Yemen, one of the Arab world's poorest countries, has been devastated by a civil war, so says the famous British Broadcasting corporation online version.

The BBC correctly recalled that the conflict has its roots in the failure of a political transition supposed to bring stability to Yemen following an Arab Spring uprising that forced its longtime authoritarian president, Ali Abdullah Saleh, to hand over power to his deputy Abdrabbuh Mansour Hadi, in 2011.

President Hadi struggled to deal with a variety of problems, including attacks by al-Qaeda, a separatist movement in the south, the continuing loyalty of many military officers to Mr. Saleh, as well as corruption, unemployment and food insecurity.

The Houthi movement, which champions Yemen's Zaidi Shia Muslim minority and fought a series of rebellions against Mr. Saleh during the previous decade, took advantage of the new president's weakness by taking control of their northern heartland of Saada province and neighbouring areas.

Disillusioned with the transition, many ordinary Yemenis - including Sunnis - supported the Houthis and in late 2014 and early 2015, the rebels took over Sanaa.

The Houthis and security forces loyal to Mr. Saleh - who is thought to have backed his erstwhile enemies in a bid to regain power - then attempted to take control of the entire country, forcing Mr. Hadi to flee abroad in March 2015.

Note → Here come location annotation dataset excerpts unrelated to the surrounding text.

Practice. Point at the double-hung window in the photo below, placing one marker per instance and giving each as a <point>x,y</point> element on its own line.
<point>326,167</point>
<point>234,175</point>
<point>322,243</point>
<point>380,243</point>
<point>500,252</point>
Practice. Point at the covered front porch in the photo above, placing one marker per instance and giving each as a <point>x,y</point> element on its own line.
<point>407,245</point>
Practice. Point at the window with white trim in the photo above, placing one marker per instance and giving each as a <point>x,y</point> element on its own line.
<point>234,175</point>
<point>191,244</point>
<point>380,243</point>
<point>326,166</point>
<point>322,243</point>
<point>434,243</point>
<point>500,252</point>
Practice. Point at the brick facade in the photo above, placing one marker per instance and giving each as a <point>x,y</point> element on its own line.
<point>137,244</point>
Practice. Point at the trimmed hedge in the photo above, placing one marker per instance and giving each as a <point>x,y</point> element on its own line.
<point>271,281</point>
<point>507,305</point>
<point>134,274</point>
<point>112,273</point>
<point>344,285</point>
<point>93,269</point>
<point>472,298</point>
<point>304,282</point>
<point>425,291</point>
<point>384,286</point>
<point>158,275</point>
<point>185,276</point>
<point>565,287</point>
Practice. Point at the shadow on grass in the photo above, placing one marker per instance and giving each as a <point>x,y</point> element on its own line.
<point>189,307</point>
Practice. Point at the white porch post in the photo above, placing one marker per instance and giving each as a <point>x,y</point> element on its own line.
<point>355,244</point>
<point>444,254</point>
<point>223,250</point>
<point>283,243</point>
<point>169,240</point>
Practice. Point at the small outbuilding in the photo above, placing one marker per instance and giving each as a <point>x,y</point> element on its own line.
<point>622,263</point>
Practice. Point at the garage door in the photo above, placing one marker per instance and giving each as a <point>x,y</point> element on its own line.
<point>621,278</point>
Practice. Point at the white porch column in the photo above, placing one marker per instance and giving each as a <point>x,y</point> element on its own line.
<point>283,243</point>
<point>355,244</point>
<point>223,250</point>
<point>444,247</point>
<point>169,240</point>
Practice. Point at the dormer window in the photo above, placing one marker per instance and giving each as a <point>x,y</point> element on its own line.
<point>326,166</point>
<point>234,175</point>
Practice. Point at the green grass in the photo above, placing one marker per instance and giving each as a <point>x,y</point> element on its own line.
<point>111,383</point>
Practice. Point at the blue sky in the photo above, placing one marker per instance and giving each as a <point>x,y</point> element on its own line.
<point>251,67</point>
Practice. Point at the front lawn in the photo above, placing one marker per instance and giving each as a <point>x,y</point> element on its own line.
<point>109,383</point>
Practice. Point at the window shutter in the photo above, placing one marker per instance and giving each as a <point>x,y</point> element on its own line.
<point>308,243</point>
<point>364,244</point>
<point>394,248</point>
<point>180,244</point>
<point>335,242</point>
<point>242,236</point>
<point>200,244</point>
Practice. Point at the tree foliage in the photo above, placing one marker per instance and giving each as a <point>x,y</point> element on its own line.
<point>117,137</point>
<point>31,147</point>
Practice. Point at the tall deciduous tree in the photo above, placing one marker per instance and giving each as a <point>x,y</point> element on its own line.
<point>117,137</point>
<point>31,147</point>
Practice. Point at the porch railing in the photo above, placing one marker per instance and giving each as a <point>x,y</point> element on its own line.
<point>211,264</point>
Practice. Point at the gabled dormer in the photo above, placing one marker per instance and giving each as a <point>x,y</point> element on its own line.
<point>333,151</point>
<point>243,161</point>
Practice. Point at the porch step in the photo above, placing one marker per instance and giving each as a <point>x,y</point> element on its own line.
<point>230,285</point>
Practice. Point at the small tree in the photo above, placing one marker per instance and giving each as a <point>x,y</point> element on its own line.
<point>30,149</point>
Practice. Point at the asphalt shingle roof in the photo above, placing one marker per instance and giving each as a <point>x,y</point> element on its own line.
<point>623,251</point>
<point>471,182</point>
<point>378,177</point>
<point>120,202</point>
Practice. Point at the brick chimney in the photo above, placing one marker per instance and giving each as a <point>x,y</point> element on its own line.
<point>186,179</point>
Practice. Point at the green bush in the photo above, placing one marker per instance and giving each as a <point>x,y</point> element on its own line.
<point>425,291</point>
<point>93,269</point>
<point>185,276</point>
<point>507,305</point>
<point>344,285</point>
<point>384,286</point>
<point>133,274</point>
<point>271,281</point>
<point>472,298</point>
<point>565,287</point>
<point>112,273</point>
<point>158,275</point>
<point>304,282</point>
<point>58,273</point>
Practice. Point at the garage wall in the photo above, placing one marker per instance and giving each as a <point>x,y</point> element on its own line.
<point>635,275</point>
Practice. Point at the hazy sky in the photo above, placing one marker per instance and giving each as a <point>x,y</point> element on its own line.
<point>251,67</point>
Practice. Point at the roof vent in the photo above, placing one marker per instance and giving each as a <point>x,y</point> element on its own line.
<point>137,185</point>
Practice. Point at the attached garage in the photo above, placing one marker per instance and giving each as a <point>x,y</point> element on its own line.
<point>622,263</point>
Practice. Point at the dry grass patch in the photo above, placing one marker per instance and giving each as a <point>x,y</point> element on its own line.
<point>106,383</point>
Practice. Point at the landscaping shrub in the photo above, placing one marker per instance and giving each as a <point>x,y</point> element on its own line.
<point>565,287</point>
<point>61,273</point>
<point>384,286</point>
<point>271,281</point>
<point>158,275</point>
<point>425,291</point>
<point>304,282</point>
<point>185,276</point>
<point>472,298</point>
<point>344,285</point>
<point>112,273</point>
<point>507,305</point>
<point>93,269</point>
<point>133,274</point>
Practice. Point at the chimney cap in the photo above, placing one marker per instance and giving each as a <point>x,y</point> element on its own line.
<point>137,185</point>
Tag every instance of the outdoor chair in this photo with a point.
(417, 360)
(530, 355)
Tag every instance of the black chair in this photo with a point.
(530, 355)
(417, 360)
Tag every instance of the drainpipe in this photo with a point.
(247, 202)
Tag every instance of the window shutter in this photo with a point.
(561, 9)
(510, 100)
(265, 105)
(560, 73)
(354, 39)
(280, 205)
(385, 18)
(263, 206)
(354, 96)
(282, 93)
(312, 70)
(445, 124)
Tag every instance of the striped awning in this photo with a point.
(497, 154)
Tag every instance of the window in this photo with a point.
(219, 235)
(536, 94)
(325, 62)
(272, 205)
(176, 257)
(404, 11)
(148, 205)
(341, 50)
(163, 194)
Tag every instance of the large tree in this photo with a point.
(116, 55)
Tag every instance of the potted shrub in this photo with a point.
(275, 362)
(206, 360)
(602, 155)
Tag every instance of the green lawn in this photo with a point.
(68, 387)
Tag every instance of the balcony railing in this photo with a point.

Alarmed by the rise of a group they believed to be backed militarily by regional Shia power Iran, Saudi Arabia and eight other mostly Sunni Arab states began an air campaign aimed at restoring Mr. Hadi's government. The coalition received logistical and intelligence support from the US, UK and France. These much were reported by the number one publicly owned United Kingdom's media conglomerate.

Whilst still processing this extensively demoralizing and cruel information that the war in Yemen is weaponised by Western powers and that Saudi Arabia stepped into the fray only because Iran backed one of the factions in the then internal political warfare, another devastating news arrived from the Western media that so far 85,000 children in Yemen have died from starvation occasioned by the needless war which is been fueled by Iran, Saudi Arabia. Saudi Arabia too is making use of weapons it bought from U.S.A; Britain and other world powers.

What immediately occurred to me was to ask why the United States of America has allowed history to repeat itself.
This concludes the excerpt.